東京都の「新型コロナ対策サイト」の場合は、オープンソース文化に深い理解があるであろう元ヤフー社長の宮坂学副知事が提案し、一般社団法人コード・フォー・ジャパンが実際のサイト制作を担当したようです。

この強力なタッグがあったからこそ、オープンソース・プロジェクトとしての成功例が実現したように見えます。闇雲に方法だけを真似しても、とても同じ成果を上げられるものではありません

オープンソースという発明

今回の記事は、「オープンソース」という言葉で表現される文化やプロジェクトの進め方について、その価値や難しさを伝えたくて書きました。

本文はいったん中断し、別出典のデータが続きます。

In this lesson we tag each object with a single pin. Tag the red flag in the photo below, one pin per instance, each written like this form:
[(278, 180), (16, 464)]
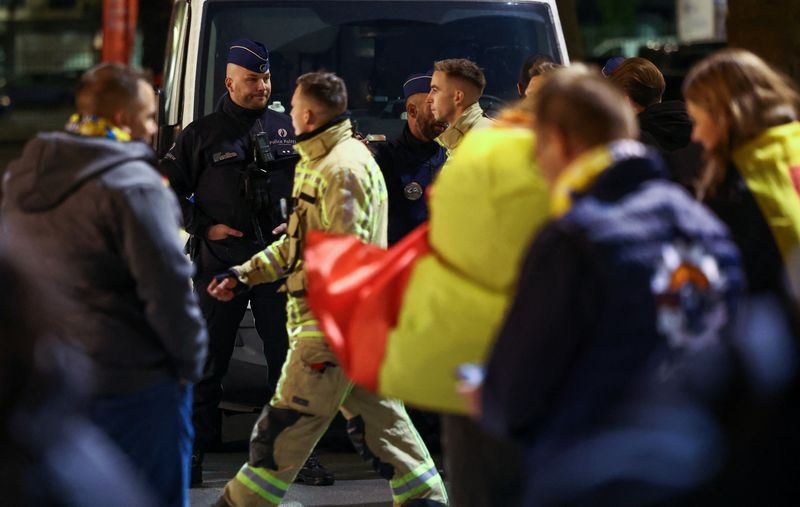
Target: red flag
[(356, 290)]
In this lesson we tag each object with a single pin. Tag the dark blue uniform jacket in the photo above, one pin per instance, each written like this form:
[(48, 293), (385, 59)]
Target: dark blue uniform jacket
[(404, 162), (206, 169)]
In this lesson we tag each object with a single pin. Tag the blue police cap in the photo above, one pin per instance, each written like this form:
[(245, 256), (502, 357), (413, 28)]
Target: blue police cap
[(417, 83), (612, 64), (249, 54)]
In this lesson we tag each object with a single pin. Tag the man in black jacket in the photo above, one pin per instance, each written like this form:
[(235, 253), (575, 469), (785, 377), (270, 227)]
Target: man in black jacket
[(232, 171), (662, 125), (102, 230), (410, 162)]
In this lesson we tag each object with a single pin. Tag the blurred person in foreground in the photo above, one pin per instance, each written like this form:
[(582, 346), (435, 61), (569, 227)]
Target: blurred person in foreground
[(746, 116), (628, 284), (50, 454), (339, 188), (408, 317), (102, 229), (662, 125)]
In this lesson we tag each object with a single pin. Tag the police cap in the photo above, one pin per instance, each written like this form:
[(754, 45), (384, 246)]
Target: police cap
[(249, 54), (417, 83)]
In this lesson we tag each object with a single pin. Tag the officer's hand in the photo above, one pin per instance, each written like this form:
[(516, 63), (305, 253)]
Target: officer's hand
[(222, 231), (222, 289)]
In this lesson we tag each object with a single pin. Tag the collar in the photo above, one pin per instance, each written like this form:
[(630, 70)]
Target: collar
[(452, 137), (95, 126), (582, 173), (319, 142), (229, 107), (407, 139)]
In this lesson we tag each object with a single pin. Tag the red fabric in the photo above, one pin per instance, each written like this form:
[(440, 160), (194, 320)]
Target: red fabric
[(355, 290)]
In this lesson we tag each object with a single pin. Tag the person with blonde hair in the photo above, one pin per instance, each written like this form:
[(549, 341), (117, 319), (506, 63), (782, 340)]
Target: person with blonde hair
[(624, 288), (745, 115)]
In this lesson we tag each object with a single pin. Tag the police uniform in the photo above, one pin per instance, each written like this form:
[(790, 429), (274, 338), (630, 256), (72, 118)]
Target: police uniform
[(208, 168), (409, 166)]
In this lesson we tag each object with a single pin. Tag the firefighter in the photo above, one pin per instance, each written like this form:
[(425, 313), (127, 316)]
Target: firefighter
[(338, 188), (232, 171)]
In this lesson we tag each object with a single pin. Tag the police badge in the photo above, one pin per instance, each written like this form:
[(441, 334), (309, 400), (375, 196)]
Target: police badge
[(413, 191)]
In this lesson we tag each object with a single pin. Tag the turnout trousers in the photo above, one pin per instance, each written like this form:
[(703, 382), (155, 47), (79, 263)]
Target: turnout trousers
[(312, 388)]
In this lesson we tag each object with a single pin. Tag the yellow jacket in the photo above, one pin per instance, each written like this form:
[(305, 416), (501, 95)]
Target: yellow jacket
[(484, 211), (770, 165), (338, 188)]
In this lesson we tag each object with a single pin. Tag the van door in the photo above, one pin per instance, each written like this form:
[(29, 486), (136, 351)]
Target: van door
[(171, 95), (373, 46)]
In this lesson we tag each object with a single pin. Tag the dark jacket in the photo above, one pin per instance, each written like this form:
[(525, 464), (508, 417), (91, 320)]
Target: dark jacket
[(581, 361), (50, 453), (736, 206), (666, 127), (409, 167), (104, 232), (206, 167)]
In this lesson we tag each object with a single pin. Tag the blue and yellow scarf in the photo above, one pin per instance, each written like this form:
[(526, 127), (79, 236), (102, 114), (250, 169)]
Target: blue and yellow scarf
[(95, 126)]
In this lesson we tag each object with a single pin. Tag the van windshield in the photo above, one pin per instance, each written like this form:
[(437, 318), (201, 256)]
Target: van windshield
[(374, 46)]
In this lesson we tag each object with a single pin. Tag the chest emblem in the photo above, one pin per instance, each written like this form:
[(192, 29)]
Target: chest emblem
[(413, 191), (219, 157)]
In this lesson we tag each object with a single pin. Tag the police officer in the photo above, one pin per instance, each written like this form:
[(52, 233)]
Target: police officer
[(233, 172), (410, 162)]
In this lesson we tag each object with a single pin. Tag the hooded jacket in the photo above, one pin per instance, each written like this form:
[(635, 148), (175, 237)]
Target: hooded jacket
[(104, 232), (666, 126)]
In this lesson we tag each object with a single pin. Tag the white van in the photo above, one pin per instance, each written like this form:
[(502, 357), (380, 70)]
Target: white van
[(373, 45)]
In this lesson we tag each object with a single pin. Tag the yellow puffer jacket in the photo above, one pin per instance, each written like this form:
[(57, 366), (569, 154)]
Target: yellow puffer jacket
[(338, 188), (485, 208), (770, 165)]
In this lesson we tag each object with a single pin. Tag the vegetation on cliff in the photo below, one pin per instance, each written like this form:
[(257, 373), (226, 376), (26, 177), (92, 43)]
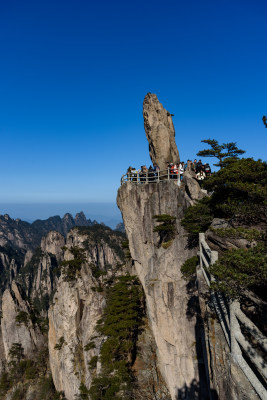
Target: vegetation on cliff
[(238, 194), (121, 324)]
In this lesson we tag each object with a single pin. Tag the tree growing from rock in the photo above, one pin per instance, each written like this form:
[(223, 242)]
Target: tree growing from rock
[(225, 152)]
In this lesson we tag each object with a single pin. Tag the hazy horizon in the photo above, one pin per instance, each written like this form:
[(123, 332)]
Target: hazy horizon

理解のハードルを下げるために「新型コロナ対策サイト」を題材にして紹介しましたが、他にも世界中のあらゆるソフトウェアがオープンソース・ソフトウェア(OSS)として公開されています。中には民間企業が自社の大切なソースコードの一部を世界に公開する例も多くあり、特にソフトウェア産業においてオープンソース・コミュニティはビジネスの上でも欠かせない存在になっています

また、オープンソース的なプロジェクトの進め方は、ソフトウェア開発以外にも転用できるものです。代表的な例として、みんな大好きWikipediaでも有志のコミュニティメンバーによって日々多くの記事が書かれています。何かを作り日々改善したいと思ったとき、それを誰がどう作るかというHowの話はとても重要です。本当に良いものを生み出し維持し続けるためのHowを考える上で、コミュニティをベースとしたオープンソース・プロジェクトの進め方というのは、大いに参考になると思います。

なお、個人や企業がオープンソースに関わるモチベーションなど、オープンソースについては書くべきテーマがまだまだあります。今回は長くなったので、それはまた別の機会に書きますね。